Для Лекульте все было очень просто. Банкир ограничился тем, что информировал отделение банка в Кадиксе об аннулировании торгов и предложил Жилю от имени герцогини вознаграждение, от которого тот отказался.
— Я лишь познакомился с вами и ювелирами королевы, — сказал он банкиру. — А это не стоит никакого вознаграждения.
Лекульте де ла Порей улыбнулся:
— Как человек света, я одобряю ваше поведение, шевалье, а как деловой человек — совершенно нет. Добрые чувства редко приводят к большому состоянию. Впрочем, я всегда буду рад видеть вас.
Эти-то слова Жиль и решил ему напомнить, чтобы попросить Лекульте ввести его в дом де Ла Мотт. В это время мадемуазель Маржон появилась с другим письмом.
В нем уже ничего женского не было. Оно более походило на сообщение из министерства. А подписано письмо было самим Лекульте де ла Норей.
«Мне кажется, шевалье, что случай смог бы вам принести денежную удачу, которую вы отвергли. Доставьте мне удовольствие ввести вас в салон прелестной дамы, где нет никакого шулерства, поскольку там играют честные люди из хорошего общества. Если вы принимаете мое предложение, то приходите ко мне завтра к семи часам, и мы вместе отправимся на улицу Нев-Сен-Жиль в квартал Маре…»
— Ну, что ты на это скажешь? — воскликнул Жиль, прочитав вслух письмо. — Я думаю, что мы ошибались, высказывая некоторые опасения.
Лекульте человек прямой, состоятельный, его не слишком многое связывает с мосье.
— Согласен с тобой! Если бы я не должен был завтра обедать у полковника со всеми офицерами, я бы даже отправился с тобой. Это письмо на розовой бумаге должно быть отправлено красивой и милой женщиной.
— Может быть. Во всяком случае, завтра я это увижу. А в следующий раз мы пойдем вместе, если тебе это будет интересно.

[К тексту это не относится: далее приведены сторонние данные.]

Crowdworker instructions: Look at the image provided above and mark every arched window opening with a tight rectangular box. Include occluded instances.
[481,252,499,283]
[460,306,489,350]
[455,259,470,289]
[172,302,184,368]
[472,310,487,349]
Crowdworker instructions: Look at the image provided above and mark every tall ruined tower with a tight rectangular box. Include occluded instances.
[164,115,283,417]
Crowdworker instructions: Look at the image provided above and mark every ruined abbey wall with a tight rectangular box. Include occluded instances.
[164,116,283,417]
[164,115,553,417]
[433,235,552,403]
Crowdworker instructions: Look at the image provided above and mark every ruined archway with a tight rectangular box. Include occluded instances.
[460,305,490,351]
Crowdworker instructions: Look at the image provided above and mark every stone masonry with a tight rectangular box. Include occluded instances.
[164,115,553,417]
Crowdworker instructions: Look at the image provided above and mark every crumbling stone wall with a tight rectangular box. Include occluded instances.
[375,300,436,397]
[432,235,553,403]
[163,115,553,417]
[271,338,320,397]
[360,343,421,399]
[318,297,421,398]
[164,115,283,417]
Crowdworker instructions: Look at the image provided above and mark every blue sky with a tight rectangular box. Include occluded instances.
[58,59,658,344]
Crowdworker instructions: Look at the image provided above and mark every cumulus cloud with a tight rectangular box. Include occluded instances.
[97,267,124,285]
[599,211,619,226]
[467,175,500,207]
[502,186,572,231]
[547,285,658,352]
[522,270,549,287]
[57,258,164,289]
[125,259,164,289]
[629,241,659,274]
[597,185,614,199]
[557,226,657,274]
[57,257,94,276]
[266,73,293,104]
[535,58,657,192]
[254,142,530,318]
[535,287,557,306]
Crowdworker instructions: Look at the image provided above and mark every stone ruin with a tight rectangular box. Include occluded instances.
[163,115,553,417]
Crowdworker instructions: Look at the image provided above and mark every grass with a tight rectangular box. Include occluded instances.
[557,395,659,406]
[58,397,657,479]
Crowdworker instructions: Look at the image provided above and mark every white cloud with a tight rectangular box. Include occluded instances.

Назавтра с первыми ударами на часах церкви Капуцинов Жиль подъезжал к площади Святого Людовика, посреди которой возвышалась покрытая толстым слоем снега огромная бронзовая статуя Людовика XIV. Он позвонил в дверь дома номер девятнадцать. Это был громадный особняк, который был одновременно банком и парижской резиденцией многочисленной семьи двух ответвлений фамилии финансистов Лекульте: Лекульте де ла Норей и Лекульте де Кантеле, его кузена.
Ему был оказан обычный прием. Оставив лошадь в конюшнях на дворе, он занял место в карете банкира.
— Я восхищаюсь тем, что вы ездите верхом в такую погоду, — сказал банкир, укрывая затянутые в шелковые чулки ноги полостью из лисьих шкур. — Я бы тут же превратился в ледышку.
— У нас, военных, дубленая шкура, — со смехом ответил Жиль. — Но скажите же, друг мой, к кому это мы направляемся на улицу Нев-Сен-Жиль?
— А все-таки я вас заинтриговал. К прелестной женщине, к графине де Ла Мотт. Она содержит приятный салон, особенно с тех пор, когда благосклонность королевы дала ей возможность выйти из этой недостойной нищеты, в которой она прозябала, будучи при этом настоящим потомком наших королей.
— Она пребывала в нищете?
— В совершенной нищете. Когда-то ее с сестрой приютила превосходная маркиза де Буленвилье, супруга прево Парижа, ныне покойная. Она позаботилась об их воспитании. Жанна вышла замуж за графа де Ла Мотт, милого жандарма, веселого, но без состояния. Семье поначалу было довольно трудно сводить концы с концами, но они были молоды и милы. Они сумели подружиться сначала с кардиналом Луи де Роганом, и он им очень помог. Я и сам делал, что мог. Но совершенно очевидно, что только безграничная благосклонность и протекция Ее Величества королевы сделала то, чем они сейчас владеют.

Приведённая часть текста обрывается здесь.